Napier City Council could soon be forging a friendship with the Chinese city of Qidong following a recent trip made by Hastings mayor Lawrence Yule.
Providing an update on his January visit to the country at yesterday's council meeting, Mr Yule told councillors that he met with people in Shanghai to look at a potential hotel investor after which he spent two days in Qidong, which is not far from the city's international airport.
"Out of that, I circulated the opportunity for either a friendship or a sister city relationship with a council in New Zealand," he said.
"Bearing in mind that 33 of the councils in New Zealand already have relationships that is not an easy thing to do."
Mr Yule said he also discussed the opportunity with Hawke's Bay Regional Council, in addition to Napier council, because in his view there was a significant economic upside right on the edge of Shanghai - where bridge and roading has just gone in, making it a suburb that is "about to explode".
"I am pleased to say, in a preliminary sense, Napier City Council has done an economic assessment of the opportunities around this relationship," he said.
"And look likely to proceed with a friendship or sister city relationship post my visit."

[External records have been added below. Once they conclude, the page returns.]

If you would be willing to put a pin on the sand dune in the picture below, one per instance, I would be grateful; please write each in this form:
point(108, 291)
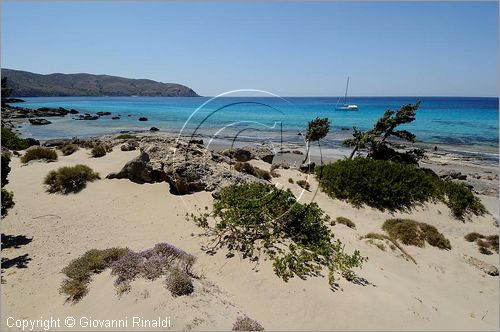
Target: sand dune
point(440, 292)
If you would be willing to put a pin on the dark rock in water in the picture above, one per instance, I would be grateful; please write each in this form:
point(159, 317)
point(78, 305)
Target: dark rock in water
point(307, 168)
point(12, 100)
point(39, 122)
point(87, 117)
point(452, 175)
point(47, 111)
point(56, 142)
point(32, 141)
point(130, 145)
point(137, 170)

Napier Mayor Bill Dalton said while his council had not spoken with Qidong but instead with their agents, he felt very strongly about sister city relationships.
"We said yes we are interested in a relationship but it must be trade and commercial based rather than just socially and culturally based," he said.
"The social and cultural things will follow."
Mr Yule said people from Qidong are expected to be here at the end of this month or early April.
"So I think it is a really good outcome, I think there is opportunity," he said.
"For another council in this region to pick that up is significant."
Mr Yule also touched on his follow-up on an economic opportunity that has been worked on for the past three years and his time spent with potential hotel investors.
He said he couldn't speak further on them in a public forum because they were both of a commercially sensitive nature.
Following the presentation, councillor Simon Nixon questioned the lack of detail in such reports which made it hard for council to decide whether or not such trips were good or bad investments.
Hastings council economic development manager Craig Cameron said he was not in a position to comment on the past, but he had put into the new adviser's contract that, where possible, economic metric measures are to be put in place.
"So that we can start measuring the outcomes that have been achieved."